Apparently, lots of people contact Chabad looking for job industries in the kiruv circle. While this is pretty understandable, I think Chabad needs to emphasise to these people how anyone can provide kiruv (and perhaps they do- I’m not criticising Chabad). Even someone who’s not actively looking to be a shaliach or shlucha should consider ways in which they can provide outreach. After all, whether you identify as Chabad or not, you have an obligation to provide chinuch to others!
Think of it this way. In the 20th century, at least, everyone was obligated to teach children respect and good manners and a good work ethic. Even if it wasn’t your child, and you were just a friend of the parents, or a local shopkeeper (for example), you’d teach the kid about looking up to his elders and saying please and thank you and the suchlike. Why mightn’t this apply to the children of Israel?
It’s the same concept.
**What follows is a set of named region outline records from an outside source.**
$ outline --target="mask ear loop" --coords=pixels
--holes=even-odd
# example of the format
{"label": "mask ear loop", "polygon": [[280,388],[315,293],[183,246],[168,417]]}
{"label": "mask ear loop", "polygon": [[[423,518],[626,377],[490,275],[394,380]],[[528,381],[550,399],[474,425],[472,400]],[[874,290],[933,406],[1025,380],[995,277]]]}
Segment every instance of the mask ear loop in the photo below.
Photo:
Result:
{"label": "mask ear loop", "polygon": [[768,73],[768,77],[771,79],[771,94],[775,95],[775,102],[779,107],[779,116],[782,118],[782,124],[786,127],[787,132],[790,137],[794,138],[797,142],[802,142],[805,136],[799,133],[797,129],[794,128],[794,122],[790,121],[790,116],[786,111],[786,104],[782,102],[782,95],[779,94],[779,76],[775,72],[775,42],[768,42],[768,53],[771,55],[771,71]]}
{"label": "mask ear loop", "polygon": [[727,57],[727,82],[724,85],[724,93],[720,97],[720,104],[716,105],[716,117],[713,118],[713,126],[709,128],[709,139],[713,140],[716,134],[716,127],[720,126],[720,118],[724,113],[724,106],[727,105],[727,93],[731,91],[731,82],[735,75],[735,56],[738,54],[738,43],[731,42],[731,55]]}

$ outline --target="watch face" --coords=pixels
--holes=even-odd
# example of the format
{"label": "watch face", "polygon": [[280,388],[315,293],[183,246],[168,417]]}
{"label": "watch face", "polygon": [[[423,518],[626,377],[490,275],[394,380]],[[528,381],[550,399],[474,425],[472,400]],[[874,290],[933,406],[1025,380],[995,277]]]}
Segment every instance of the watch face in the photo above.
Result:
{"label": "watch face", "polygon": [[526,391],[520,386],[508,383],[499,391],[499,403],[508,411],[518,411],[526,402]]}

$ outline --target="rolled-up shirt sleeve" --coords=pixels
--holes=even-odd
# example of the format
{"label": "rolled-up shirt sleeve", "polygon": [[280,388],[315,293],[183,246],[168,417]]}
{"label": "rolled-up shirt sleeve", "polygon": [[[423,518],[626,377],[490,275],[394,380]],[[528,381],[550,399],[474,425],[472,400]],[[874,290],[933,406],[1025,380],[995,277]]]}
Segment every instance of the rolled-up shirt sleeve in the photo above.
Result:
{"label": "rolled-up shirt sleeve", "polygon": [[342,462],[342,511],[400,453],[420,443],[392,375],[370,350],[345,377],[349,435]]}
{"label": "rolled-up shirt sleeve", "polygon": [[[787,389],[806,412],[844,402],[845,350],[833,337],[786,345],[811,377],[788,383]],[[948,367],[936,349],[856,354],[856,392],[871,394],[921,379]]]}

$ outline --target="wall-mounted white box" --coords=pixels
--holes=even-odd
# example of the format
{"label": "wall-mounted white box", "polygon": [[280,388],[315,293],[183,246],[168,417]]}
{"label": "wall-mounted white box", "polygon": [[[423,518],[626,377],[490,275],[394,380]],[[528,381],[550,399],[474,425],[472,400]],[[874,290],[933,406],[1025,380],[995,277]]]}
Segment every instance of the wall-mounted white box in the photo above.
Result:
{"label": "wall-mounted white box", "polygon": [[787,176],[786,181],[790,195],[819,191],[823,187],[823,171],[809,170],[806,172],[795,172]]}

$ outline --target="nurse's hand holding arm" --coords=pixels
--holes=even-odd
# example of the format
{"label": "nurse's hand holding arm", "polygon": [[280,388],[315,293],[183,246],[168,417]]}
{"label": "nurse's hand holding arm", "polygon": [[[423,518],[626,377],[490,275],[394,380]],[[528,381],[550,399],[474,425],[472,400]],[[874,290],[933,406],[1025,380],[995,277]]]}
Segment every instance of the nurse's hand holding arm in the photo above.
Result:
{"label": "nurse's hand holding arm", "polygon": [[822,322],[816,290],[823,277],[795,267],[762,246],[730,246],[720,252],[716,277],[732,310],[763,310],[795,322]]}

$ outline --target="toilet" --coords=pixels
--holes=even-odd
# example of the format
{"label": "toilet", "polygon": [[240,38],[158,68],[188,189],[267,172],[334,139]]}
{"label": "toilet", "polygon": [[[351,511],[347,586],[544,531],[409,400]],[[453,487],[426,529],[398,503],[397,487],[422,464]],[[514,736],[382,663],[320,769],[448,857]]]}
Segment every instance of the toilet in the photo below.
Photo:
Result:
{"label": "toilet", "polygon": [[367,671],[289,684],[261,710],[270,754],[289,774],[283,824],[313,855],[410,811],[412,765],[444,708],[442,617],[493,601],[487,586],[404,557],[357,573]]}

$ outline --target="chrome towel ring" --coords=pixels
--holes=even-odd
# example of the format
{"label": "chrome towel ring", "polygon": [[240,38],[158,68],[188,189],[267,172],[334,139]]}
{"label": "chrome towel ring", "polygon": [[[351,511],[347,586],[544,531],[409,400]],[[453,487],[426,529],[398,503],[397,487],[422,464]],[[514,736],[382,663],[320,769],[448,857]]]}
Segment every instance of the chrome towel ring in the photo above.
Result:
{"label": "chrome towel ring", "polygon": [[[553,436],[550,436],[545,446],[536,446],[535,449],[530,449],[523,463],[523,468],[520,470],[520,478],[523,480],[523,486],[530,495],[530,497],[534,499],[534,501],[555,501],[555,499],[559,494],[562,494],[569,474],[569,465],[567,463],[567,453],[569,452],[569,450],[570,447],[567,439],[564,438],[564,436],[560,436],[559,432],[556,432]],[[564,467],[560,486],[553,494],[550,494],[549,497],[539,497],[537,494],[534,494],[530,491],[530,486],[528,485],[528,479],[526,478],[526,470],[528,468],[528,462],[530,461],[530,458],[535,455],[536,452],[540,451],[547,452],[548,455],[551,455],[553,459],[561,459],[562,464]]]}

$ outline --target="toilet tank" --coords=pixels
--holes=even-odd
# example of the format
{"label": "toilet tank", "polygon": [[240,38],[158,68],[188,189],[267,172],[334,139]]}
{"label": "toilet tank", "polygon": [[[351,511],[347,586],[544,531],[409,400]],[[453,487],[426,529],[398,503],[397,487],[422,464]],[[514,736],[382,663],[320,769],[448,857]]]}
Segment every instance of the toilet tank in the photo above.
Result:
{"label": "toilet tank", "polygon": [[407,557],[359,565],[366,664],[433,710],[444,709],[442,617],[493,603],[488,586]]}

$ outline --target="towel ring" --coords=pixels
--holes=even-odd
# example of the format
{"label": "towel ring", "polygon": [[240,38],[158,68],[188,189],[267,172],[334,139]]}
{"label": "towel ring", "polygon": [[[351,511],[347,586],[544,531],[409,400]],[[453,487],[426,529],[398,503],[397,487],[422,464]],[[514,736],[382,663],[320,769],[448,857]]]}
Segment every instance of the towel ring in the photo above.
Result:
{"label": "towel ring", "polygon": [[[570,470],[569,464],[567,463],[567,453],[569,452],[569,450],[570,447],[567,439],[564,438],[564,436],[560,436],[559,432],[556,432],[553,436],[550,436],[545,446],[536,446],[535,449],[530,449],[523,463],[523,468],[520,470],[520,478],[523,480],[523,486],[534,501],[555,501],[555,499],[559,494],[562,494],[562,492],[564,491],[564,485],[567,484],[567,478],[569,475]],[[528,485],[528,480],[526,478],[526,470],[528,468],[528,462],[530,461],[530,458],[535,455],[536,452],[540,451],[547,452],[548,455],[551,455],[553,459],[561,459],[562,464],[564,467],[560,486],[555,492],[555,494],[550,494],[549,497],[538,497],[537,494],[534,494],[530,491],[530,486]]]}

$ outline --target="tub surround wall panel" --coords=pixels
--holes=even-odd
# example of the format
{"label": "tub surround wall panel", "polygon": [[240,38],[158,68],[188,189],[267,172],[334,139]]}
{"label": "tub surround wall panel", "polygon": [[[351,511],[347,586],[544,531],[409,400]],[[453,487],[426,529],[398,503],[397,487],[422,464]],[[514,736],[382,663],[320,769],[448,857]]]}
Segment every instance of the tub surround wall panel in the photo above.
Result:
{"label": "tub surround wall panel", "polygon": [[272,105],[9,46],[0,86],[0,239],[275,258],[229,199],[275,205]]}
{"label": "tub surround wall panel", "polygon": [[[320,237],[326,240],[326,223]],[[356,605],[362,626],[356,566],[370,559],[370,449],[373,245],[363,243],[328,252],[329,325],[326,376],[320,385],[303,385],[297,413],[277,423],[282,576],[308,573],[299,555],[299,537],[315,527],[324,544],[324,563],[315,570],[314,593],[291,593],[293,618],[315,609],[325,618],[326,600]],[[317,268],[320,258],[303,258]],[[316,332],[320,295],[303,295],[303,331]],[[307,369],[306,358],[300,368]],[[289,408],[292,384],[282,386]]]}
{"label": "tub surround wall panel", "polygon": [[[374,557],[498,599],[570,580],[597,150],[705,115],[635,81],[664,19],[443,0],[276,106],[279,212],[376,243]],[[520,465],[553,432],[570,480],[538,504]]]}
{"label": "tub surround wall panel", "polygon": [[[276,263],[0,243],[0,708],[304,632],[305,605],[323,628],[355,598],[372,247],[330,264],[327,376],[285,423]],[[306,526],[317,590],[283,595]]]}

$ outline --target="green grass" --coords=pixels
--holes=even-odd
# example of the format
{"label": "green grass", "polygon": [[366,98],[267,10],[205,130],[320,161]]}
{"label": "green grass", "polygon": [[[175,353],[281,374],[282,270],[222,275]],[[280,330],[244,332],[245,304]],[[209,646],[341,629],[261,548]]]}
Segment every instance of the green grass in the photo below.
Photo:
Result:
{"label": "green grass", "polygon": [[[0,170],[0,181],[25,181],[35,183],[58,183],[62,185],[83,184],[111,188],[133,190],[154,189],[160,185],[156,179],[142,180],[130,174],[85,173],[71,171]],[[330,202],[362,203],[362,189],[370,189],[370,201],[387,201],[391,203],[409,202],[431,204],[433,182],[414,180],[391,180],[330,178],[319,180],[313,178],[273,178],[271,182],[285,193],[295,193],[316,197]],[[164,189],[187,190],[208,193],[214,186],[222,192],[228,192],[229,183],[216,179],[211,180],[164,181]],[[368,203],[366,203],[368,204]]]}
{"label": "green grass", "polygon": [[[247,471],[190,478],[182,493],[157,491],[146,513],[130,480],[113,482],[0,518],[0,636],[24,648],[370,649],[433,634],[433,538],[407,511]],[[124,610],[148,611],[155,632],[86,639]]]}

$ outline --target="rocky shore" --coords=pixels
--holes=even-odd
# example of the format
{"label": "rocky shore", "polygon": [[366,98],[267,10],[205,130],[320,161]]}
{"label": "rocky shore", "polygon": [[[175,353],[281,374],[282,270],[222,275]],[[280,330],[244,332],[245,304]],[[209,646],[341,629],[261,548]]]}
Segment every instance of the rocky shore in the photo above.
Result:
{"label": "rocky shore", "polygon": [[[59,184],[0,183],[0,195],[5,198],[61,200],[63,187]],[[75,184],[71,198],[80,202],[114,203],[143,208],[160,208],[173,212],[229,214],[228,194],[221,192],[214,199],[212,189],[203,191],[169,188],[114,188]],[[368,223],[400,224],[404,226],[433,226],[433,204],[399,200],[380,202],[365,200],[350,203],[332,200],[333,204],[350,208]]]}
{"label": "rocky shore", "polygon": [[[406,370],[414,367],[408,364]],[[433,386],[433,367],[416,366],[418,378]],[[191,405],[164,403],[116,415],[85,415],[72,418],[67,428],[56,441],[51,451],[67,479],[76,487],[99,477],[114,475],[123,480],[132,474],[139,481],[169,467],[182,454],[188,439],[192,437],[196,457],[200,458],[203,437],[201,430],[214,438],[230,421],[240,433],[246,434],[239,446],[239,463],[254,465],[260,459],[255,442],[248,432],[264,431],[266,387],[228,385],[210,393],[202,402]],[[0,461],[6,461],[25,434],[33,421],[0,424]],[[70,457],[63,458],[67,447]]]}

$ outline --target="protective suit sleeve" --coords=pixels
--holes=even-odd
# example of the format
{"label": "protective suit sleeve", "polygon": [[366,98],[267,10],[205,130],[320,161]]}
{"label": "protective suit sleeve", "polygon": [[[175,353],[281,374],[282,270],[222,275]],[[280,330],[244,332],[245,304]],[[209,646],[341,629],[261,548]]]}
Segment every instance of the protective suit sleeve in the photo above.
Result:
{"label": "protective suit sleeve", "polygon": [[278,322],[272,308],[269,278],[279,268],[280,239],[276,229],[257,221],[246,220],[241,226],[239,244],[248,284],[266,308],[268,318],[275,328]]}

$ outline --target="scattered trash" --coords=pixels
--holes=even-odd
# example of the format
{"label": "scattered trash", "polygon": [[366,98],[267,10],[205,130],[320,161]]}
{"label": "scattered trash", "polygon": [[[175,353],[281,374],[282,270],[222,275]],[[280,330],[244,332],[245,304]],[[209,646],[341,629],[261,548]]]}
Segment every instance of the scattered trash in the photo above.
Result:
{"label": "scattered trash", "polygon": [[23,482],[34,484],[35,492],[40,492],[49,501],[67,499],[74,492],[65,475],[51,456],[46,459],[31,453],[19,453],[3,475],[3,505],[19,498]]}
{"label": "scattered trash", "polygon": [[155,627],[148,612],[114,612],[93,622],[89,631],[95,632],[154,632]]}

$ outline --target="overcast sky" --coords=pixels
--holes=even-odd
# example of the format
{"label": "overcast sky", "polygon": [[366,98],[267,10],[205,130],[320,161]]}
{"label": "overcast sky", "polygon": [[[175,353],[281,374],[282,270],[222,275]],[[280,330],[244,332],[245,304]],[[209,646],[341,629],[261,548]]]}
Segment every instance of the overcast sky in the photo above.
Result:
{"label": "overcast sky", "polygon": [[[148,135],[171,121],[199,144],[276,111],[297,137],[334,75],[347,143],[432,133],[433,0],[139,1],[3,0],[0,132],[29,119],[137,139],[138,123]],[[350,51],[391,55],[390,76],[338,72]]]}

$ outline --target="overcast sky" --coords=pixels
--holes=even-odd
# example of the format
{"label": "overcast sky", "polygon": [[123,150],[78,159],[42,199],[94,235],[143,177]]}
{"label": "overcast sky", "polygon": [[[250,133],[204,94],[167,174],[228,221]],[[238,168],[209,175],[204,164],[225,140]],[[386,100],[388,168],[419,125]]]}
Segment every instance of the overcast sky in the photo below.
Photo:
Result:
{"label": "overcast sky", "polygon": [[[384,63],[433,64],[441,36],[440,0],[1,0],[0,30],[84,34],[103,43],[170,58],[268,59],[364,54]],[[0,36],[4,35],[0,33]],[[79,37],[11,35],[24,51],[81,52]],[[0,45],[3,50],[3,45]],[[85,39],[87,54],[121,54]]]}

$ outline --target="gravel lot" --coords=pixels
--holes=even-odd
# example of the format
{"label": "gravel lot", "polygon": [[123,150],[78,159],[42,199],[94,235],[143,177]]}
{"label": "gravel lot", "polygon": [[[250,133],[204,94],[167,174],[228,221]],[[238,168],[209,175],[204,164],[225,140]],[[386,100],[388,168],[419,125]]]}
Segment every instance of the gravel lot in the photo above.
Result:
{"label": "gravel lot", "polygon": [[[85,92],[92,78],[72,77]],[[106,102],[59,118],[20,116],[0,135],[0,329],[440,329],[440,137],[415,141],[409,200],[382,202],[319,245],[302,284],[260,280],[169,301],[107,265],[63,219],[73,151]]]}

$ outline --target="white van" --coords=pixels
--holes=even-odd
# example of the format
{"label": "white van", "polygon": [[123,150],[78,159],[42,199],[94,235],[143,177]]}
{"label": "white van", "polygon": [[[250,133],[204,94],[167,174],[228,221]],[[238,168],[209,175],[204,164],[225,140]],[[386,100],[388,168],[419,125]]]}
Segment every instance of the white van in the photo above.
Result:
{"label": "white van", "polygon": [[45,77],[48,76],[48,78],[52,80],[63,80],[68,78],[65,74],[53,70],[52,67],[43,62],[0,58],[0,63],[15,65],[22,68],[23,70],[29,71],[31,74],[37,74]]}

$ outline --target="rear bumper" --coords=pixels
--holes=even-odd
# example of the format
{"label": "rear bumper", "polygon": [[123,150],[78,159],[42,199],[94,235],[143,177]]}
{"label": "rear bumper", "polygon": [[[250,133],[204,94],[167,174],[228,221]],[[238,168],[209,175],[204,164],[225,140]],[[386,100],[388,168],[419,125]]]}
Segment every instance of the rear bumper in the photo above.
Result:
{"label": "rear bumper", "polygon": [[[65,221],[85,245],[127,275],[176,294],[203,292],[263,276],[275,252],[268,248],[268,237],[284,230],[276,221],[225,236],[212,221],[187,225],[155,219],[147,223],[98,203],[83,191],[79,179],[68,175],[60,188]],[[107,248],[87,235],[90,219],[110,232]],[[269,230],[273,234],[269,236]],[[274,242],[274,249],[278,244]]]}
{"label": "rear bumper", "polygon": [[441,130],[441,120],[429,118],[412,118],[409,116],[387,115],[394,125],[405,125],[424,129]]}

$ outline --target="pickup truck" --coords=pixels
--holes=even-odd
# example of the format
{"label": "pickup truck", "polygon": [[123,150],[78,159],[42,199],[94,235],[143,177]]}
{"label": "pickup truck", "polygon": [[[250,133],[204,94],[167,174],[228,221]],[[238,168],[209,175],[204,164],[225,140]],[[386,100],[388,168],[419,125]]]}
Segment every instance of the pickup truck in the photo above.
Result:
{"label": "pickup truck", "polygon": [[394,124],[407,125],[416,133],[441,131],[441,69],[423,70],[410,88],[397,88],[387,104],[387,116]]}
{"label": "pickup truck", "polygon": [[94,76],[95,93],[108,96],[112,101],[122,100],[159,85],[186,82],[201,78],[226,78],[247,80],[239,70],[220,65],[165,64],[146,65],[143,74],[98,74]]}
You might be thinking, “it’s no business of mine what Mr. Cohen does, I’d rather he didn’t eat pork but it’s not up to me to change that”. Reader, it is up to you. If you’re Jewish, you have a duty to help him embrace his Jewish roots by taking upon himself the mitzvah of kosher. So how does one do this?
I’ll start by saying what you shouldn’t do; shout, confront, accuse, act aggressively, or shame him. Instead, you invite him for a Shabbes dinner. Then again. Then again. Then again. Then again. And if he hasn’t yet grasped just how beautiful kosher is- no big deal, you simply ask him if he’s interested in learning about it. If he says no, let it pass for a while longer, until you know him well, and consider how you can best get through to him. As time passes, it’ll become clear- and make sure you offer to help kosher the kitchen with him!